I was thinking about the 973 record today and it's wild how many things have to click for someone to even get close. In my mind, only two scenarios can make it happen.
First, you need a batsman who is at his absolute terrifying peak and super consistent. Even then, luck plays a part. I'm talking about getting dropped early in a couple of innings and turning those lives into massive 80s or 100s. Take KL Rahul - he got dropped on 12 runs and then smashed 152 off 67 balls against Punjab Kings. Without those dropped catches, the momentum just wouldn't be there to chase near-1k runs.
Second, it's just maths. The BCCI keeps the league to 14 games even with 10 teams, which doesn't add up. If they scrap the random groups and make everyone play each other twice (home and away), each side gets 18 league games plus 2-3 playoffs. Those extra 4 games will eventually push the record down.

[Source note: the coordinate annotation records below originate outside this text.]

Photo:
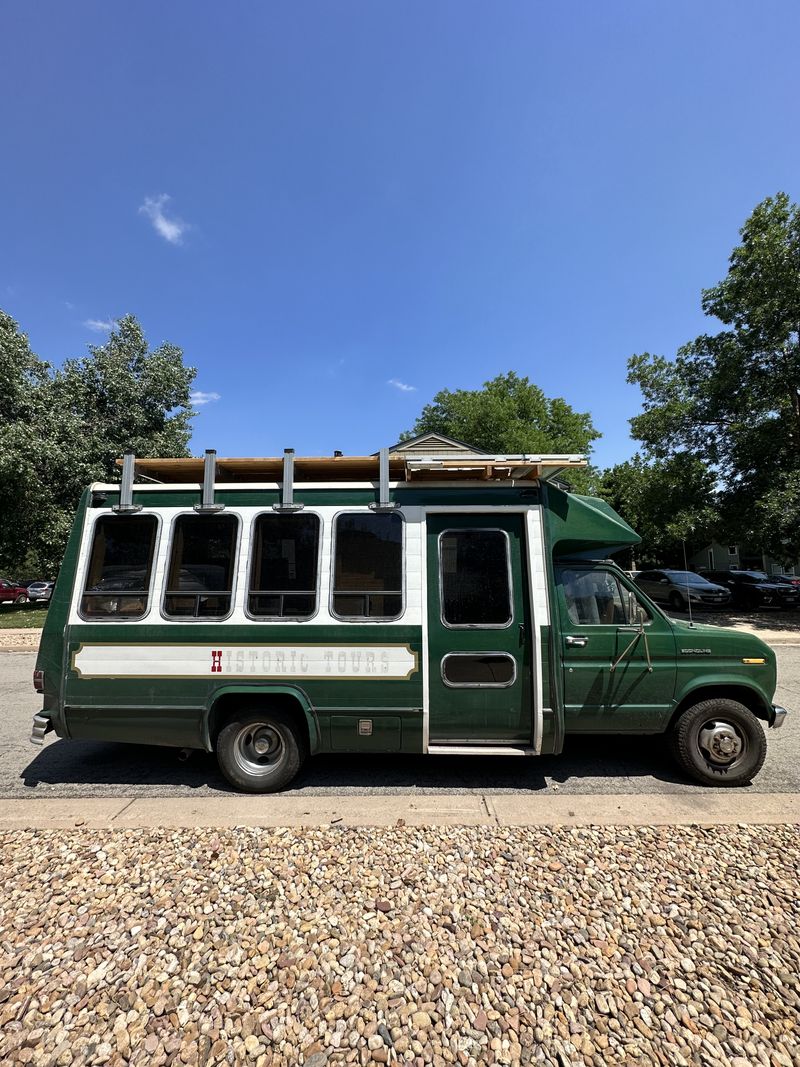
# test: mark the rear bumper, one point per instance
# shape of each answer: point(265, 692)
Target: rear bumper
point(778, 716)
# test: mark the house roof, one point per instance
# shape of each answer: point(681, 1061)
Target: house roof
point(434, 442)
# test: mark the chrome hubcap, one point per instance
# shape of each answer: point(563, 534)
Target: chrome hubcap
point(721, 742)
point(258, 748)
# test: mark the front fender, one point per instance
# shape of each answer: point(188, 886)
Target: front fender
point(315, 736)
point(754, 693)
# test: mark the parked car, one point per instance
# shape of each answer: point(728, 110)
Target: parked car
point(12, 592)
point(753, 589)
point(41, 590)
point(787, 579)
point(681, 588)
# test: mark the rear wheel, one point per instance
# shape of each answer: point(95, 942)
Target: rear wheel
point(260, 750)
point(719, 743)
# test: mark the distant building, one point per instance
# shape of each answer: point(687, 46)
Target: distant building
point(435, 444)
point(739, 557)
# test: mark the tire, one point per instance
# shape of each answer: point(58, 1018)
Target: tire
point(719, 743)
point(676, 602)
point(239, 749)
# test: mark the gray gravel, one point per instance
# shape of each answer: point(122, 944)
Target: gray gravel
point(590, 765)
point(470, 946)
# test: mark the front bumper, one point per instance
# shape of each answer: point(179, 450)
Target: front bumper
point(778, 716)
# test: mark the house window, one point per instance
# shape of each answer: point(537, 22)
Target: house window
point(120, 567)
point(283, 582)
point(200, 578)
point(368, 566)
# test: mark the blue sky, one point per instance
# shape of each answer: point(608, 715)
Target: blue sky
point(316, 200)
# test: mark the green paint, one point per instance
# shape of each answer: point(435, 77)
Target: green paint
point(579, 691)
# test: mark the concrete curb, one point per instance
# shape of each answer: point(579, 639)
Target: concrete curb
point(723, 808)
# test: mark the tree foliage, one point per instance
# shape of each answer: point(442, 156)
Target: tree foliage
point(510, 414)
point(64, 428)
point(732, 399)
point(670, 503)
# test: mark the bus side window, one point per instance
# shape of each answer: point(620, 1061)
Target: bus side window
point(200, 577)
point(120, 568)
point(283, 579)
point(368, 566)
point(595, 599)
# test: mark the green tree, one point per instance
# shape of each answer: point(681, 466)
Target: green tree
point(511, 414)
point(670, 503)
point(79, 419)
point(732, 399)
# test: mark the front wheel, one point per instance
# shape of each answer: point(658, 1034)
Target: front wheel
point(719, 743)
point(260, 750)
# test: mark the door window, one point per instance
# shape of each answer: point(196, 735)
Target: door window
point(597, 598)
point(368, 566)
point(120, 568)
point(200, 578)
point(476, 578)
point(283, 583)
point(479, 669)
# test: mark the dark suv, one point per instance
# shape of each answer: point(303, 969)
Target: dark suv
point(754, 589)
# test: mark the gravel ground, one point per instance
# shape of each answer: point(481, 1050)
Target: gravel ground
point(473, 946)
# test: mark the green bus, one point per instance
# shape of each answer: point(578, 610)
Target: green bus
point(270, 609)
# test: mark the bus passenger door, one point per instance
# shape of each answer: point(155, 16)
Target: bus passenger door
point(479, 633)
point(619, 673)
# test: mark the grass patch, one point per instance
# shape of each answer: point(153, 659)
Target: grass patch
point(22, 616)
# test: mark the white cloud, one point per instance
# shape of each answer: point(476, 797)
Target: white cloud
point(197, 398)
point(171, 228)
point(396, 383)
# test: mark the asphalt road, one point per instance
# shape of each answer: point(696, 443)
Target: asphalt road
point(63, 768)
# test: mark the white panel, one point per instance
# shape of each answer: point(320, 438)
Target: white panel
point(368, 662)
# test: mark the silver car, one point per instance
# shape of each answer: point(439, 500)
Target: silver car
point(681, 588)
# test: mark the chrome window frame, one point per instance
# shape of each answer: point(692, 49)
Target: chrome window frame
point(332, 590)
point(476, 625)
point(318, 586)
point(90, 535)
point(203, 619)
point(479, 685)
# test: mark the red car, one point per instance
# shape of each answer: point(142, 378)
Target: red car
point(10, 592)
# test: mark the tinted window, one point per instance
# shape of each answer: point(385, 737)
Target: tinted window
point(200, 578)
point(283, 583)
point(479, 669)
point(476, 587)
point(368, 566)
point(120, 567)
point(596, 598)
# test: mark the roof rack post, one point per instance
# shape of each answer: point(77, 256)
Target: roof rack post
point(207, 505)
point(287, 487)
point(383, 503)
point(126, 505)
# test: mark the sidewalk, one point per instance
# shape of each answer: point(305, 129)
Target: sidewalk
point(225, 811)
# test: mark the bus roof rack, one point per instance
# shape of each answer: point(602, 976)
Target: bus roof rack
point(402, 467)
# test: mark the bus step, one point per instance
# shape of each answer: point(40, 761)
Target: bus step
point(42, 726)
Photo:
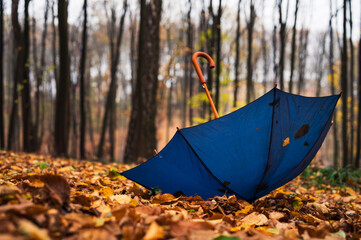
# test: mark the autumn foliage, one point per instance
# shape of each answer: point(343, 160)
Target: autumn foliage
point(47, 198)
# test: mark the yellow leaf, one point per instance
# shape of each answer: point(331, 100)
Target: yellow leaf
point(106, 192)
point(286, 142)
point(154, 232)
point(32, 230)
point(245, 210)
point(121, 199)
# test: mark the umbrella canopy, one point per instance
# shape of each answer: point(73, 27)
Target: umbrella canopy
point(247, 153)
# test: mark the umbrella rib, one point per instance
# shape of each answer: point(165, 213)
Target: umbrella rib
point(208, 170)
point(317, 141)
point(270, 144)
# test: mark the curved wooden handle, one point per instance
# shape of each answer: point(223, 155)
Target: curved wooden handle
point(197, 67)
point(201, 78)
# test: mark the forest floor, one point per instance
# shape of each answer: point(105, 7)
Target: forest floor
point(52, 198)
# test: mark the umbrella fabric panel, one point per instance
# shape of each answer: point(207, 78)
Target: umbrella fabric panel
point(176, 169)
point(300, 125)
point(235, 146)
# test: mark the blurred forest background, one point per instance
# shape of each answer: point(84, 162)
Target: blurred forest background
point(113, 84)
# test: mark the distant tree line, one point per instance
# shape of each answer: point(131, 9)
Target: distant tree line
point(116, 83)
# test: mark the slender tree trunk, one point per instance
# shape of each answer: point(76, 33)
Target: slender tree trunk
point(62, 107)
point(82, 83)
point(293, 51)
point(236, 64)
point(344, 87)
point(25, 83)
point(188, 59)
point(333, 91)
point(18, 73)
point(351, 88)
point(320, 66)
point(358, 135)
point(250, 26)
point(283, 25)
point(53, 45)
point(2, 127)
point(133, 49)
point(109, 114)
point(211, 48)
point(303, 54)
point(141, 139)
point(218, 54)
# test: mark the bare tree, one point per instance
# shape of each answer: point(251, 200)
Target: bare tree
point(351, 89)
point(319, 67)
point(110, 109)
point(333, 91)
point(236, 64)
point(2, 128)
point(344, 86)
point(293, 50)
point(18, 72)
point(250, 27)
point(302, 58)
point(283, 24)
point(62, 107)
point(218, 53)
point(141, 139)
point(358, 135)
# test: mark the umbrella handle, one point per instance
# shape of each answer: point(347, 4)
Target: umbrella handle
point(201, 78)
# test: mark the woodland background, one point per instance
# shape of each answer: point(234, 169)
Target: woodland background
point(114, 84)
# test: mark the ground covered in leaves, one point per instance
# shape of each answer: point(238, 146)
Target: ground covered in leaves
point(47, 198)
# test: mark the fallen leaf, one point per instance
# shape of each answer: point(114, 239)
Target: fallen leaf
point(286, 142)
point(154, 232)
point(32, 230)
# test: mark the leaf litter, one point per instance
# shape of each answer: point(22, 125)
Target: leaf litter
point(54, 198)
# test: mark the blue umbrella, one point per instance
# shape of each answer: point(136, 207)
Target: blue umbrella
point(247, 153)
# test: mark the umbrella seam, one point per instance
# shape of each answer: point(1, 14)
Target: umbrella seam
point(330, 118)
point(208, 170)
point(270, 145)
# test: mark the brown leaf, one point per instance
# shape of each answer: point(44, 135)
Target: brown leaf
point(8, 190)
point(32, 230)
point(56, 187)
point(154, 232)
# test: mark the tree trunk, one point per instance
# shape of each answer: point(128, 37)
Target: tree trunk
point(358, 136)
point(236, 64)
point(110, 109)
point(18, 73)
point(2, 128)
point(188, 56)
point(333, 91)
point(250, 26)
point(303, 54)
point(293, 50)
point(54, 55)
point(344, 86)
point(319, 65)
point(211, 48)
point(62, 107)
point(141, 139)
point(82, 83)
point(218, 54)
point(351, 88)
point(25, 83)
point(283, 25)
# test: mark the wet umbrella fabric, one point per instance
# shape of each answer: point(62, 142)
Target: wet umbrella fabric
point(247, 153)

If someone breaks it in a 20-game season, it's not the same. To me, that 2016 run is still the pinnacle of T20 batting no matter what the record books say later.
What are your thoughts?
(https://i.ibb.co/BK7GX7tF/0gh7l7bpnvxg1.jpg)
Give Suryavanshi a few more years.
Re: How do you think this record can be broken??
By another batsman.
An opener, for sure.
WTF, his average is 81.
Just look at the consistency he had that season. With the impact-player rule, batsmen are more aggressive, so maintaining that level of consistency now seems impossible.
Surbhav Vairyavanshi.
I think Gill and Buttler came close in 2023 and 2022.
Even Virat can't replicate that magic. He was a beast that season.
No one's scoring nearly a thousand runs at a SR of 150 anymore. Teams prefer you score 600 at a SR of 180-200+.
It is breakable, I think, because the new settings favour batters a lot.